Sétimo Capítulo
“Ciência poderia explicar”
Estava deixando as emoções tomarem conta
de mim. Não havia qualquer possibilidade de que alguém estivesse fazendo
aquelas coisas porque teria esbarrado no invasor ao entrar no banheiro. Meu
apartamento é bem pequeno e, naquele momento, estava agradecendo muito por ter
apenas 45 m².
Tinha descartado a possibilidade, mas se
não era um invasor então como aquelas coisas estavam acontecendo?
Respirei fundo, afinal, a ciência
poderia explicar tudo aquilo de alguma maneira. A falta da luz seria
simplesmente um problema elétrico, o chuveiro algum problema hidráulico e as
velas... hum, as velas apagaram porque sempre entra algum vento por algum lugar
mesmo com as janelas fechadas.
Só
para certificar, mirei
a lanterna para os pontos mais escuros do apartamento antes de retornar aos
meus trabalhos. Confesso que todos esses acontecimentos serviram para tirar o
meu sono.
Mas ainda não tinha acabado...
Oitavo Capítulo
“Sem Manual de Instruções”
Não se passou nem cinco minutos desde o
momento em que sentara minha bunda naquela cadeira quando, de repente, o
ponteiro do tabuleiro começou a percorrer a tábua enlouquecidamente. A primeira
impressão que tive era de que ele queria fugir dali e levantei rapidamente para
usar todas as minhas forças e mantê-lo no lugar.

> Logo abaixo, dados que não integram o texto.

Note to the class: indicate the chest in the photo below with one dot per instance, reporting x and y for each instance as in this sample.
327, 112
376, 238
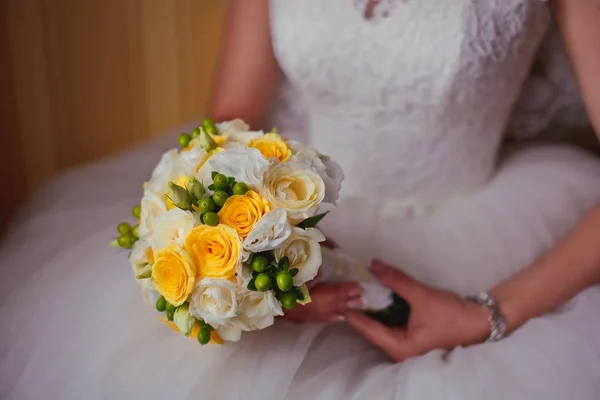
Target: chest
327, 48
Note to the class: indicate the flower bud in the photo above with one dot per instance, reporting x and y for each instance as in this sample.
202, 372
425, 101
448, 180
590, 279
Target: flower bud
180, 197
183, 319
206, 141
196, 188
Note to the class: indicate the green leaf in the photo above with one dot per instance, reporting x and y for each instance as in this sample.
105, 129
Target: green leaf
312, 221
284, 264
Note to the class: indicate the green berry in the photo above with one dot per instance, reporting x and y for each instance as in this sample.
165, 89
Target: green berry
136, 211
170, 307
259, 263
124, 228
170, 315
204, 335
184, 139
221, 182
206, 205
210, 219
288, 300
220, 197
207, 122
126, 241
262, 282
161, 304
240, 188
284, 281
212, 130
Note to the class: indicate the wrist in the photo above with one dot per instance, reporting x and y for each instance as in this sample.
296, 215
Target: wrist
496, 323
478, 322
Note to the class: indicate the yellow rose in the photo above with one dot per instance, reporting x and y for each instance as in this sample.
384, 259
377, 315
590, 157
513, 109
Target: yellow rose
182, 181
297, 190
272, 145
243, 212
215, 250
173, 274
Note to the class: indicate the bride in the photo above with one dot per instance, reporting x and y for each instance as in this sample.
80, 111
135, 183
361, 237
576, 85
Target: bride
413, 98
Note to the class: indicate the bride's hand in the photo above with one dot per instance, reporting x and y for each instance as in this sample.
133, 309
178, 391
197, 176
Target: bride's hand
330, 300
438, 319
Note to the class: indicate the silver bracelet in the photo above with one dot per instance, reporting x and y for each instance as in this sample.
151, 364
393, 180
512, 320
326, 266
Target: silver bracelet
496, 319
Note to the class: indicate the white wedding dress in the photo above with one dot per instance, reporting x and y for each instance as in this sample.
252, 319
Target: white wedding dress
414, 104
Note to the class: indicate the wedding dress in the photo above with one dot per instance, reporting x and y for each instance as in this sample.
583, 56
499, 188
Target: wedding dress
414, 103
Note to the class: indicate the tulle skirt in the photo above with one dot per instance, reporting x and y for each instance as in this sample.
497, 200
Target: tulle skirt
74, 326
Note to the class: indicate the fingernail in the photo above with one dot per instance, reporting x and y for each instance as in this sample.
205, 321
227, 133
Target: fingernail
355, 304
355, 291
377, 266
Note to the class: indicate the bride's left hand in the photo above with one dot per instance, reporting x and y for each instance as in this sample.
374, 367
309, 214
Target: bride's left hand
438, 318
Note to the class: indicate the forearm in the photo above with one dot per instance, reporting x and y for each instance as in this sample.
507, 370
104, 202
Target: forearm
570, 267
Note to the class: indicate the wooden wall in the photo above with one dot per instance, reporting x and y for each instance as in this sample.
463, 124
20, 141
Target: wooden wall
82, 79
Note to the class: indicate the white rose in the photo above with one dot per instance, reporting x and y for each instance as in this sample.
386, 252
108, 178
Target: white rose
232, 127
190, 159
230, 332
149, 295
269, 232
140, 256
303, 250
172, 226
214, 301
167, 169
328, 170
257, 310
153, 206
244, 164
295, 188
245, 137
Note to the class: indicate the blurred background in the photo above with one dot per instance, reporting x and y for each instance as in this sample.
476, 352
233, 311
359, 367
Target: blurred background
84, 79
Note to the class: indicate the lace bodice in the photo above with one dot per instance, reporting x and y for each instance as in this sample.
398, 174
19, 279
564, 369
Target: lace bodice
414, 101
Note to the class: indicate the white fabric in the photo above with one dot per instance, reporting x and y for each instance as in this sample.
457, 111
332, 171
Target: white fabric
414, 106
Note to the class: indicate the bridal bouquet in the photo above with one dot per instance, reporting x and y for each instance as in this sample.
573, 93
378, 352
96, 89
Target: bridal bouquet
225, 238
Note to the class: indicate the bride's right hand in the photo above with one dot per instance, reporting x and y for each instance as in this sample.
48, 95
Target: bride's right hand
330, 300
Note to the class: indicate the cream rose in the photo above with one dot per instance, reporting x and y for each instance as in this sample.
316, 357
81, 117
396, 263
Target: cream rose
153, 206
328, 170
244, 164
303, 250
257, 310
268, 233
294, 188
168, 169
214, 301
172, 227
232, 127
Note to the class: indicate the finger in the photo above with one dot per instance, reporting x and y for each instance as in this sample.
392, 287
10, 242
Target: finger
388, 340
329, 301
396, 280
329, 297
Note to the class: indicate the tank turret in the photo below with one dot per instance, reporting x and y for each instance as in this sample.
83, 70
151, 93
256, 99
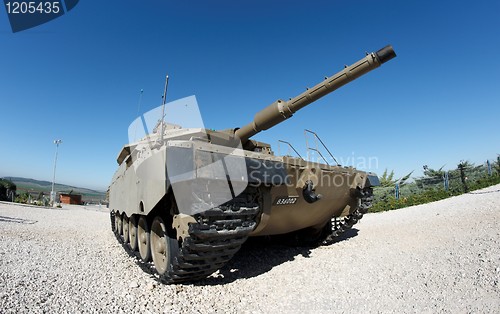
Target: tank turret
281, 110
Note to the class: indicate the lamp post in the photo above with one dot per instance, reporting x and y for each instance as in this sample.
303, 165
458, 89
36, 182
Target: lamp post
52, 194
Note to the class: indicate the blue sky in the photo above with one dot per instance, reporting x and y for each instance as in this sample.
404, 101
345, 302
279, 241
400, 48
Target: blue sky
79, 76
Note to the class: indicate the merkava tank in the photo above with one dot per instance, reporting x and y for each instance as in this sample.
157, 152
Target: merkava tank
188, 198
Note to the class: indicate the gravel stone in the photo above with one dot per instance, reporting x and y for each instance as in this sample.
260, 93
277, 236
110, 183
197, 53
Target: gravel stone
438, 257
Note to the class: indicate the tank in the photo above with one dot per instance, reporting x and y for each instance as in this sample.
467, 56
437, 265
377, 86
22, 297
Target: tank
185, 199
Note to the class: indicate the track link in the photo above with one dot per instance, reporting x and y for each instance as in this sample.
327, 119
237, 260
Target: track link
213, 241
338, 226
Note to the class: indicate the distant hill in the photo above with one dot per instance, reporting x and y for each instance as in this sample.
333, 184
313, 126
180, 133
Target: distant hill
37, 186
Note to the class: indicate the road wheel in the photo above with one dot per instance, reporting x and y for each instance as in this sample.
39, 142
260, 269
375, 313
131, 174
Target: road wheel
163, 247
132, 232
143, 239
125, 228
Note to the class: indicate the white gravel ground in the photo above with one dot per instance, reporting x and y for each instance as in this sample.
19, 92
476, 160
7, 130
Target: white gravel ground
439, 257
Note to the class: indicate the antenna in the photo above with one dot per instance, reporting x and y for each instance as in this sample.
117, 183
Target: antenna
164, 101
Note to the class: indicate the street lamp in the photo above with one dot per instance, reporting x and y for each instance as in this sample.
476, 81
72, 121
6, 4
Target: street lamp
52, 194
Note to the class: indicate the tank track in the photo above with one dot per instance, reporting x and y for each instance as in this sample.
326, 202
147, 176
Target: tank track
213, 241
338, 226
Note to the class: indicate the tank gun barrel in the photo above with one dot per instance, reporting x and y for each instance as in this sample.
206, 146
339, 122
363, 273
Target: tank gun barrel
281, 110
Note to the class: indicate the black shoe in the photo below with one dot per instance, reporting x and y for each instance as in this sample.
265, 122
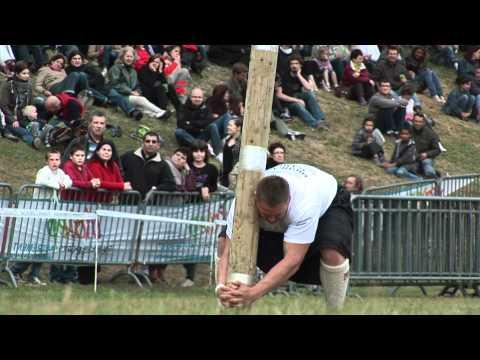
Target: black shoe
137, 115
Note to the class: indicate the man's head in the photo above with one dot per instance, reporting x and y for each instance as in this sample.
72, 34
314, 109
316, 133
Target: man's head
385, 87
97, 124
53, 159
368, 124
277, 151
52, 104
272, 198
179, 157
240, 72
197, 96
405, 134
392, 54
295, 63
419, 121
151, 143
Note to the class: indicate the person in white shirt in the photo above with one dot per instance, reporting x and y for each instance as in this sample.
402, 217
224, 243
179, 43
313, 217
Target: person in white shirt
306, 226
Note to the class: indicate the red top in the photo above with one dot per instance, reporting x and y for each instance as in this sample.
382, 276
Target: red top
349, 80
109, 175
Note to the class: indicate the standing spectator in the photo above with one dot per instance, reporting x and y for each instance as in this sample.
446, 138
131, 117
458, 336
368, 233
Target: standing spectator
426, 144
144, 169
52, 79
53, 177
195, 121
231, 150
388, 111
475, 91
154, 85
460, 102
403, 161
104, 166
417, 67
276, 156
295, 92
123, 79
357, 79
353, 184
368, 142
467, 66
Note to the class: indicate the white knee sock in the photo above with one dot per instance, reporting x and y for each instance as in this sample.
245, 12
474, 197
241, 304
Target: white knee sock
335, 283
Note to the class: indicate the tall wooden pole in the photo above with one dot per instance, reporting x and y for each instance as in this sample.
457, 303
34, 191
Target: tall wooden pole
253, 158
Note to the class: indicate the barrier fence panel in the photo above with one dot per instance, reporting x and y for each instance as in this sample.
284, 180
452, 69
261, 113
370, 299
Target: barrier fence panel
424, 240
5, 202
72, 241
169, 242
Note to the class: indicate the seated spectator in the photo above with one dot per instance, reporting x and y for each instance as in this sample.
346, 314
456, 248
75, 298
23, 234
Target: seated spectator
144, 169
142, 56
52, 79
368, 142
403, 162
276, 155
205, 177
475, 91
223, 106
460, 102
322, 71
178, 76
295, 92
194, 121
154, 85
95, 134
353, 184
471, 60
231, 149
424, 77
53, 177
104, 166
123, 79
357, 79
427, 146
227, 55
388, 111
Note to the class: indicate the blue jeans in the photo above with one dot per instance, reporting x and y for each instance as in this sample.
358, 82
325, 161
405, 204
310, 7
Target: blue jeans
403, 172
430, 78
121, 101
73, 83
428, 168
210, 133
21, 267
311, 114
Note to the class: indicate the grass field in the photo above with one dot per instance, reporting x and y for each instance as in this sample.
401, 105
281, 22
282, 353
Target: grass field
126, 299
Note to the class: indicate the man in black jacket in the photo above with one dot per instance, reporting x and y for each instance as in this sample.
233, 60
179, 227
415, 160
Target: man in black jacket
427, 145
194, 121
144, 167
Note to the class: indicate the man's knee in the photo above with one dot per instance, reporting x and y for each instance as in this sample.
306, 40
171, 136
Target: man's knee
332, 257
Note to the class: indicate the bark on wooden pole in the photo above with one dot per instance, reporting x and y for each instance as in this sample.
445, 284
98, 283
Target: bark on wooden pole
253, 158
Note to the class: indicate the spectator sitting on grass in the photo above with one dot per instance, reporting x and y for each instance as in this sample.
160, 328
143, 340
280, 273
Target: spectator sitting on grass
368, 142
403, 162
460, 102
427, 146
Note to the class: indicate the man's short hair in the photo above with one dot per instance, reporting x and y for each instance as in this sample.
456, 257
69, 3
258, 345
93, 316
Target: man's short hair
151, 133
273, 191
239, 68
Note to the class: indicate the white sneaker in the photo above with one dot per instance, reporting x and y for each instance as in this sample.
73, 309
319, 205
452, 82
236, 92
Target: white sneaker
35, 280
187, 283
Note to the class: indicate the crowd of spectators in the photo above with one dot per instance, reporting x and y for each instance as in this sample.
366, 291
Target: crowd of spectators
47, 87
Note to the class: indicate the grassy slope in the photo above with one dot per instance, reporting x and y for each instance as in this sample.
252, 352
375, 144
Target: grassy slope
328, 150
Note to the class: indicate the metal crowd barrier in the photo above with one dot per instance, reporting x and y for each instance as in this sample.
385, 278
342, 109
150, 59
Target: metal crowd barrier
416, 241
5, 202
73, 241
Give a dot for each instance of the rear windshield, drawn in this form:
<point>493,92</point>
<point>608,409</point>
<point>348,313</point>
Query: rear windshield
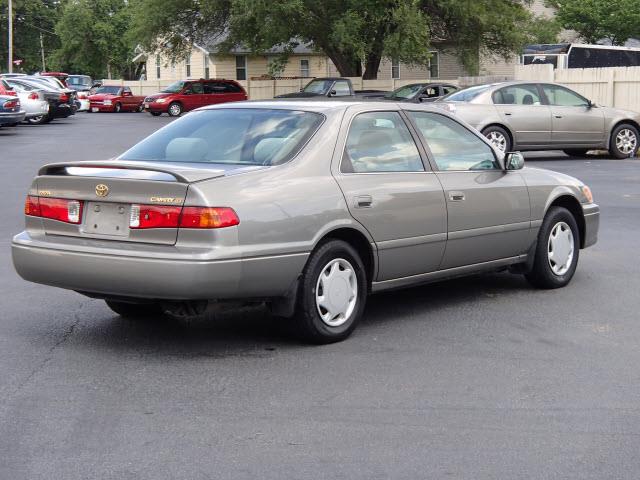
<point>109,90</point>
<point>467,94</point>
<point>230,136</point>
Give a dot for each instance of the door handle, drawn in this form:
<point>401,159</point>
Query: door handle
<point>363,201</point>
<point>456,196</point>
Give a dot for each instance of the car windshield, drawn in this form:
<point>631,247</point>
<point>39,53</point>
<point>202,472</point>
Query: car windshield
<point>408,91</point>
<point>108,90</point>
<point>320,87</point>
<point>175,87</point>
<point>467,94</point>
<point>230,136</point>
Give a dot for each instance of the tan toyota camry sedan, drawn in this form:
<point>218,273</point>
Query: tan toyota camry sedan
<point>308,206</point>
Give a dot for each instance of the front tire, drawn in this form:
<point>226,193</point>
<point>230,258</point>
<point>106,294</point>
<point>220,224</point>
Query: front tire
<point>332,295</point>
<point>624,141</point>
<point>135,310</point>
<point>498,137</point>
<point>175,109</point>
<point>557,250</point>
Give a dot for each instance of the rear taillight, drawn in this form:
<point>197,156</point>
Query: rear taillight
<point>69,211</point>
<point>154,216</point>
<point>208,217</point>
<point>164,216</point>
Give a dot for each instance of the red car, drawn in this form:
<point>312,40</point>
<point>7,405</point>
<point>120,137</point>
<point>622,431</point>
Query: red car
<point>114,98</point>
<point>188,95</point>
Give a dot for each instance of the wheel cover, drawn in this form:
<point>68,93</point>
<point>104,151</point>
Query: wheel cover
<point>336,292</point>
<point>560,248</point>
<point>626,141</point>
<point>498,140</point>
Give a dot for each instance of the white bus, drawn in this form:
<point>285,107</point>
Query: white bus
<point>575,55</point>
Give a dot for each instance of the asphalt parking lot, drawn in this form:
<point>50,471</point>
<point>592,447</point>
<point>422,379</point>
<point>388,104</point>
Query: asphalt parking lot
<point>479,378</point>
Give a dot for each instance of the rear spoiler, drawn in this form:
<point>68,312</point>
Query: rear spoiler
<point>134,170</point>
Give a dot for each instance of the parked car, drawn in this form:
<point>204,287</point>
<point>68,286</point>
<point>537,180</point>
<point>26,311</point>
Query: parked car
<point>83,85</point>
<point>331,87</point>
<point>59,106</point>
<point>187,95</point>
<point>307,205</point>
<point>420,92</point>
<point>544,116</point>
<point>11,113</point>
<point>115,98</point>
<point>33,102</point>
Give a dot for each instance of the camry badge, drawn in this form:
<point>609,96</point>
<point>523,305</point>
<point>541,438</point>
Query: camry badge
<point>102,190</point>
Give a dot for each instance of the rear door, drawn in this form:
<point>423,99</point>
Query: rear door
<point>488,208</point>
<point>522,108</point>
<point>574,122</point>
<point>388,189</point>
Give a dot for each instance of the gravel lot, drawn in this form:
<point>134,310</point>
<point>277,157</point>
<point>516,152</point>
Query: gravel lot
<point>479,378</point>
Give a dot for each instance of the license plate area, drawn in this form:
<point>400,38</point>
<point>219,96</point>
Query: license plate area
<point>108,219</point>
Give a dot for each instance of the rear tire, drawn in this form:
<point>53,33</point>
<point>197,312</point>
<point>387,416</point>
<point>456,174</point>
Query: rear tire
<point>175,109</point>
<point>624,141</point>
<point>135,310</point>
<point>557,250</point>
<point>576,152</point>
<point>332,293</point>
<point>498,137</point>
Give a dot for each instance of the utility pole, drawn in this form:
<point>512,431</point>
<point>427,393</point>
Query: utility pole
<point>44,68</point>
<point>10,60</point>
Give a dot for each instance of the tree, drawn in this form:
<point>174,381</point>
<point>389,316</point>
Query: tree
<point>352,33</point>
<point>30,19</point>
<point>93,38</point>
<point>595,20</point>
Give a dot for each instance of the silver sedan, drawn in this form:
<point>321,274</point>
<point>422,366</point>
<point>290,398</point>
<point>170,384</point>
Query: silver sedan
<point>307,206</point>
<point>545,116</point>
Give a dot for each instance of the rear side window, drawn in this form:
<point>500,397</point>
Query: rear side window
<point>230,136</point>
<point>380,142</point>
<point>453,146</point>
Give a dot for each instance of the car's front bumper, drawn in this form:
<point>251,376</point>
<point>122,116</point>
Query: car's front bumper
<point>166,272</point>
<point>591,213</point>
<point>10,118</point>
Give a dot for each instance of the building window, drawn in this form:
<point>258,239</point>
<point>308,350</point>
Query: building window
<point>241,67</point>
<point>304,68</point>
<point>205,61</point>
<point>434,65</point>
<point>395,69</point>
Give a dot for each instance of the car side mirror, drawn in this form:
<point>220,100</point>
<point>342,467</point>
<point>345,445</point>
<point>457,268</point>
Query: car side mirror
<point>514,161</point>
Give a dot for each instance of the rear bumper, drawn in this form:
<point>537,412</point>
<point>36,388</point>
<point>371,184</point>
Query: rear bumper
<point>11,118</point>
<point>175,275</point>
<point>591,224</point>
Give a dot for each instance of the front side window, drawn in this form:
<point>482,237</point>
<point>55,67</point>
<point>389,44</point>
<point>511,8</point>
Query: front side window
<point>563,97</point>
<point>517,95</point>
<point>341,87</point>
<point>380,142</point>
<point>453,146</point>
<point>241,67</point>
<point>241,136</point>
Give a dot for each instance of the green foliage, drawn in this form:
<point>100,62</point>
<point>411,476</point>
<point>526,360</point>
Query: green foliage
<point>93,38</point>
<point>30,18</point>
<point>594,20</point>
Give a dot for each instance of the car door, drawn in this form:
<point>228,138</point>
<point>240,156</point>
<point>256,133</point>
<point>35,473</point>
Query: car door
<point>488,208</point>
<point>574,121</point>
<point>388,189</point>
<point>523,109</point>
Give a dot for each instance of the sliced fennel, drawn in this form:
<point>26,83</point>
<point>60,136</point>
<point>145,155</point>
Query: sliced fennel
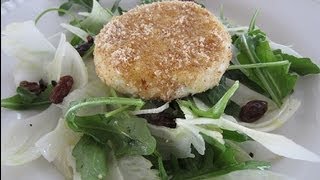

Que loucura! Foi a única coisa que
consegui pensar assim que meus ânimos se acalmaram e comecei a analisar o que
estava acontecendo. Por que eu tinha impedido o ponteiro de sair do tabuleiro?
Melhor... como aquele ponteiro estava tentando sair sozinho do tabuleiro? Tenho
certeza de que aquele senhor ‘sem nome’ que me vendeu esse jogo não me deu o
manual de instruções. Com certeza ligaria para a loja no dia seguinte
reclamando.
Depois disso desisti de continuar meu
trabalho. Já tinha preparado a aula e isso era o bastante. Pelo menos eu
pensava assim. Logo que terminei de arrumar minhas coisas para o dia seguinte e
segui na direção da cama ouvi um estrondo vindo da rua. Vi que a luz do poste
tinha queimado e saía faíscas dela. Oh! Caramba! Precisava telefonar para a
emergência, mas só senti algo agarrar meu pescoço e bati com a cabeça.